The 19th century, in which the museum we know was designed, was also a period of decline in the sense of touch. It is true that Maimonides, following Aristotle, believed that "the sense of touch is a disgrace to us .. and because of it we crave eating, drinking, and sexual intercourse" (Morah Nabukim, Part III), but the departure from the Middle Ages marked a temporary legitimization of the sensations of touch. In the 17th century he declared Robert Hooke, one of the fathers of the scientific revolution (and who discovered the connection between the force exerted on a spring and its elongation) who was also the curator of the "Royal Society" museum that a serious and diligent researcher should touch and feel "the taste, the smell, the cold or the heat, the weight, the roughness or the smoothness, the hardness, the tension, the fragility, the slipperiness.. And not to be content like children with looking at pictures." The corona epidemic in this respect is a knock out of Rambam to Robert Hook when every contact with the world mediated by the sense of the outcast includes hugging grandma and touching vegetables in the market evokes fear.

In the 19th century, the modern science tools the microscope and the telescope were the only ones that defined what "scientific observation" was and gave primacy to the sense of sight. The scientific information was distributed in books and professional press and absorbed only through the eyes. For these thinkers and scientists, moving, touching or smelling were no longer considered serious means of inquiry and not even a legitimate way of aesthetic experience.
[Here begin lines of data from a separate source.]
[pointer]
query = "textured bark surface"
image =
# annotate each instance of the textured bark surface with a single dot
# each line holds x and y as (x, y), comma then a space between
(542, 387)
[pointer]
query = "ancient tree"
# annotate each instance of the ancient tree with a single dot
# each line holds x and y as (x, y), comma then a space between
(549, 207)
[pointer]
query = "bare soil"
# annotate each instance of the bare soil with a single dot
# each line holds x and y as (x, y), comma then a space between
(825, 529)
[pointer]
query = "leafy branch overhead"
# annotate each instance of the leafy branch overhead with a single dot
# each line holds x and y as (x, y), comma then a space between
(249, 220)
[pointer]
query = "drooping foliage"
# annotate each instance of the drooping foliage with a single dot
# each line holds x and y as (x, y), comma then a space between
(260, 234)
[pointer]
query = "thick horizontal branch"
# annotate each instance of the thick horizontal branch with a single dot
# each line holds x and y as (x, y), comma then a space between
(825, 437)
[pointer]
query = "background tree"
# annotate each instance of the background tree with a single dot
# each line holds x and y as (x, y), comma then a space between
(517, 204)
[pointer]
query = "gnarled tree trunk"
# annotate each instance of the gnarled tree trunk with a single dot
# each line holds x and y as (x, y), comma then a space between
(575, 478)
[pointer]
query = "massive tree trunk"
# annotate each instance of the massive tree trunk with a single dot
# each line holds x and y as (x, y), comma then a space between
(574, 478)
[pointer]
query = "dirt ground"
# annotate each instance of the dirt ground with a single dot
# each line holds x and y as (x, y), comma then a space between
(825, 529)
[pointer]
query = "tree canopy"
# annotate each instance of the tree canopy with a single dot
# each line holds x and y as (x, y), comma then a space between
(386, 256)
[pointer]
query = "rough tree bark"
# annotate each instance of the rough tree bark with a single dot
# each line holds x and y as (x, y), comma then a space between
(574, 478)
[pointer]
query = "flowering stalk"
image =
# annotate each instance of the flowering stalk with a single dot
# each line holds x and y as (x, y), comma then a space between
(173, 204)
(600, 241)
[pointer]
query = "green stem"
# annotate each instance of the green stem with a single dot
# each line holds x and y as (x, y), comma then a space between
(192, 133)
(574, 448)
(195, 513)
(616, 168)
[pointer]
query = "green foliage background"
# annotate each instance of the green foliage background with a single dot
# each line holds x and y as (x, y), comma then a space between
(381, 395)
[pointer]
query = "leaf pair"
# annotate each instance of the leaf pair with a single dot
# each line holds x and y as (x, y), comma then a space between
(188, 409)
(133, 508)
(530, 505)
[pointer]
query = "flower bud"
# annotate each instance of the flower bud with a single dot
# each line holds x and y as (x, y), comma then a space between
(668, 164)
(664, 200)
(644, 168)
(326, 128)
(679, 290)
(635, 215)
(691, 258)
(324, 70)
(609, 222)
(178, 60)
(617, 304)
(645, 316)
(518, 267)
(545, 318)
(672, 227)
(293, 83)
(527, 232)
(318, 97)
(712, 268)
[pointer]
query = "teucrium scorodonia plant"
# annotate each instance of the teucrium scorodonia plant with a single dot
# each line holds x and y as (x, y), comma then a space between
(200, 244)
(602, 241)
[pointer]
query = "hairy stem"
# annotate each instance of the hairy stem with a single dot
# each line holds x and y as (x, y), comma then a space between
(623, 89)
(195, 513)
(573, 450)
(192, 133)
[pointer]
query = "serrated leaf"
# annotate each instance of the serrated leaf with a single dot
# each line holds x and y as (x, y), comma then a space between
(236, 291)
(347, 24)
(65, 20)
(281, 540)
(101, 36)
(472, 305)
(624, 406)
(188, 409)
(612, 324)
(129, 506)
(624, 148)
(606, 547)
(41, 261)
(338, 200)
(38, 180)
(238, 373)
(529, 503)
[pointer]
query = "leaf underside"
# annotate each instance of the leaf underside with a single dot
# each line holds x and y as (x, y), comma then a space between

The museum that now aspired to "seriousness" and respectability reflected this perception and quiet and distant viewing became the only legitimate way to experience it. The new manners had another, disguised advantage, those who had trouble getting used to such restrained behavior simply avoided visits to the museum. Thus the danger that the nationalization of the museums would flood them with members of the lower classes was repelled and the galleries remained, just like in the days of the feudal regime a meeting place for the elites.

Did an interesting, intriguing, strange, delusional or funny question occur to you? Send to ysorek@gmail.com

4 תגובות

  1. Third paragraph before the end. Tsal "and the one who discovered the connection between the force exerted on a spring and its elongation" and not as it is written.

  2. Hello Yoram,

    An interesting and correct article regarding the behavioral-cultural explanation.
    However - when we touch any objects directly with our fingers, we leave traces of dirt, oils, sweat, etc. on them, and these residues over time indeed destroy the objects (or the paintings or sculptures, etc.), no matter what material they are made of.
    Therefore, those who handle museum objects in the museum do not touch the objects directly with their hands, but use gloves and sometimes even masks.
    The injuries caused by the contact of hands are sometimes irreversible, and if they are reversible - the cost of the repair or treatment can be hundreds or thousands of shekels or more and should be performed by a conservator who is an expert in the field of the specific material/object.

    When it comes to rare, delicate, expensive objects in front of hundreds and thousands of visitors, touch becomes a serious problem.
    Therefore, this is indeed one of the main reasons why it is forbidden to touch museum exhibits.

  3. Invested and fascinating article!
    A small note: it's a shame it wasn't proofread. In a quick read I found quite a few spelling errors and typos.